Why You Can’t Count On A Fat Inheritance
Why You Can’t Count On A Fat Inheritance, A third of rich Americans say it’s not critical to leave money to their kids, a survey finds. Tough luck, kiddos: Your rich parents may give the fat inheritance you’re expecting to charity instead of to you.About 32% of high and ultra-high net worth Americans say it isn’t important to leave inheritances for their children, according to a report released Monday by U.S. Trust, Bank of America’s private wealth management division. Among baby boomers, that percentage rises to about 45%.
The top reason respondents cited for not leaving money to their children was that “each generation should earn its own wealth.”
One in four respondents said they would rather give that inheritance to charity, while more than one in four said they worked hard for their money and plan to enjoy it themselves. A small slice, 7%, said they don’t think they will have any money left to leave for future generations.
Other reasons people gave were that they need the money to fund their own health care, they would rather invest money in their children while they’re growing up, their children will have enough money without an inheritance or they want to use their money “to solve difficult social problems.”
And then there are people who will give a little money to their children — but not their entire estate.
Glenn Walker, a 65-year-old from northern Kansas who took the survey and falls into the high net worth category, said he plans to leave “something” for his two children. But because he and his wife have both worked as teachers for years and want to help the education system, he said most of the money will probably go to scholarship funds at local high schools and colleges.

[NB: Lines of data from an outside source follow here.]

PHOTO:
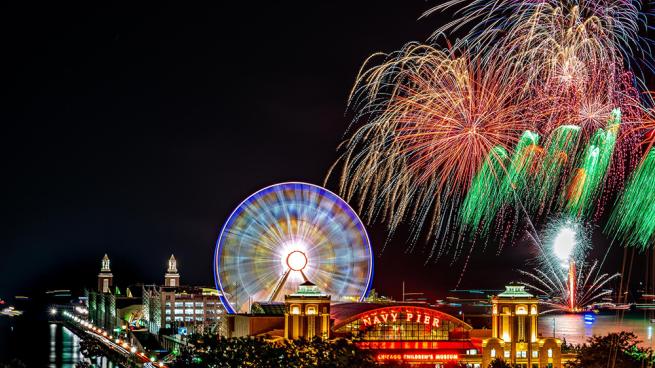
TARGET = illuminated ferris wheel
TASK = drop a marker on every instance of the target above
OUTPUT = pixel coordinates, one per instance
(286, 234)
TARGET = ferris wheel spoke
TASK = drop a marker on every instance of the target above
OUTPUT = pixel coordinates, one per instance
(286, 234)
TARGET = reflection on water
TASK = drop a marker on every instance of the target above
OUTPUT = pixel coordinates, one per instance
(64, 347)
(576, 330)
(65, 350)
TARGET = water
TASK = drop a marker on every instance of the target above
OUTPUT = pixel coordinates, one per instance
(576, 330)
(35, 342)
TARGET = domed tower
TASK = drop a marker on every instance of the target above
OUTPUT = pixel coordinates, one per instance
(105, 277)
(307, 313)
(172, 277)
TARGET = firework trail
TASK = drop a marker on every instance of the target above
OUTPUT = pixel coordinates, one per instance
(431, 122)
(633, 217)
(449, 139)
(569, 283)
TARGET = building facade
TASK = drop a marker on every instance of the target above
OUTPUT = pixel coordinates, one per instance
(183, 309)
(412, 333)
(515, 336)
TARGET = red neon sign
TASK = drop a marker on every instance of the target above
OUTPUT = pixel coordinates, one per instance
(419, 356)
(408, 315)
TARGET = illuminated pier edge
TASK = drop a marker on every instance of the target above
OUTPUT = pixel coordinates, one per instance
(416, 334)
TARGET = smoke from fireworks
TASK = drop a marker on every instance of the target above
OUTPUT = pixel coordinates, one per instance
(633, 218)
(569, 283)
(535, 111)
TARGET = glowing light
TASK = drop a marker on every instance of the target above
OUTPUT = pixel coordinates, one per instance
(564, 276)
(296, 260)
(284, 229)
(564, 244)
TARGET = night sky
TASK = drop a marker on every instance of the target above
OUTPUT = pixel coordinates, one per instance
(134, 130)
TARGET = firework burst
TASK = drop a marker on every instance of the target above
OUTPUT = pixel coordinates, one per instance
(563, 276)
(431, 120)
(535, 111)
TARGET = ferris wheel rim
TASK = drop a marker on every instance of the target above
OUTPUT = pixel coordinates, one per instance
(351, 212)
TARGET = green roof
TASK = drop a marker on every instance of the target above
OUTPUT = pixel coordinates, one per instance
(515, 291)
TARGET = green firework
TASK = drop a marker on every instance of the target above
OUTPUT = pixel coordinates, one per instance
(483, 199)
(500, 181)
(633, 217)
(588, 179)
(557, 155)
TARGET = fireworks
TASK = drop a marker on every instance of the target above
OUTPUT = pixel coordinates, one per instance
(535, 111)
(563, 276)
(633, 218)
(433, 122)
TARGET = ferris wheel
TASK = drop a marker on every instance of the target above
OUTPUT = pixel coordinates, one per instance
(287, 234)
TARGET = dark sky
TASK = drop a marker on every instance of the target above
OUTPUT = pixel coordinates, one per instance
(135, 129)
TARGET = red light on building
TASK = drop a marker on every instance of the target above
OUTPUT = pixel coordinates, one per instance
(419, 356)
(407, 314)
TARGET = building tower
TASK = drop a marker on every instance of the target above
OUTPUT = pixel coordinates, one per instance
(172, 277)
(105, 277)
(307, 313)
(514, 332)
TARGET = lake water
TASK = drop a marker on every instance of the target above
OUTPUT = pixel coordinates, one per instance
(576, 330)
(38, 343)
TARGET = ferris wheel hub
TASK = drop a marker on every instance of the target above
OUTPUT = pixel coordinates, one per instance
(297, 260)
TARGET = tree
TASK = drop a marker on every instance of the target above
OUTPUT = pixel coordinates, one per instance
(213, 351)
(499, 363)
(620, 349)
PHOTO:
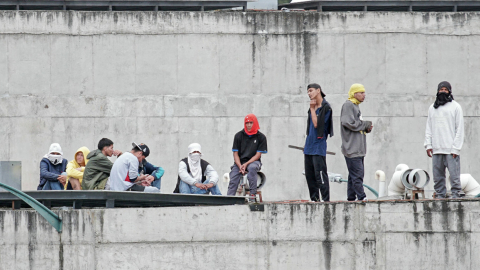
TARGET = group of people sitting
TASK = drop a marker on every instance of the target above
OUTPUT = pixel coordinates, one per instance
(131, 171)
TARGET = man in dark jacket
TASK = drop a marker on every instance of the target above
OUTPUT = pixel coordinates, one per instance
(99, 166)
(248, 146)
(319, 126)
(52, 169)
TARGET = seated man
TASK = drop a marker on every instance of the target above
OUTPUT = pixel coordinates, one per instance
(99, 166)
(248, 146)
(75, 169)
(124, 175)
(195, 175)
(150, 169)
(52, 169)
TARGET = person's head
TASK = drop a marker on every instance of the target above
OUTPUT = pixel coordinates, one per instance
(313, 90)
(195, 152)
(80, 158)
(444, 87)
(251, 125)
(55, 154)
(357, 93)
(141, 151)
(106, 146)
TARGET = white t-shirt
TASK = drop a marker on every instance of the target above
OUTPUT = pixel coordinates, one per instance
(124, 172)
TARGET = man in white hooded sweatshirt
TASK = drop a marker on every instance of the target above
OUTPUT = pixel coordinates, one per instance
(444, 139)
(195, 175)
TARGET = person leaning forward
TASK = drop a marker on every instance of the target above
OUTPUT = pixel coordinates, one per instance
(319, 126)
(444, 136)
(99, 166)
(354, 141)
(248, 146)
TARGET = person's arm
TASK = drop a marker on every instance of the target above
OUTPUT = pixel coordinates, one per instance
(44, 173)
(236, 158)
(428, 135)
(133, 171)
(459, 132)
(212, 176)
(73, 172)
(352, 122)
(254, 158)
(105, 165)
(237, 145)
(184, 175)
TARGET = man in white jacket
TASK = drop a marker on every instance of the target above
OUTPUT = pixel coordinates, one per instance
(195, 175)
(444, 139)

“They will inherit something, but both children seem to be doing fairly well,” said Walker. “And I think they — and we — all believe that if you’ve made your money here in the American system and you love this country, it’s okay to share some of that wealth with others outside of your family.”
Of the survey respondents who do think it’s important to leave an inheritance for their children, most say it’s because they feel it’s important to preserve their family’s wealth and to positively influence the lives of their children after they pass away.
And they have a lot of wealth to decide what to do with. About 37% of the 642 respondents have between $3 million and $5 million in investable assets other than their primary residence, 31% have between $5 million and $10 million, and 32% have at least $10 million. The study classifies people with $3 million or more as high net worth individuals, and those with $10 million or more are considered to be ultra-high net worth.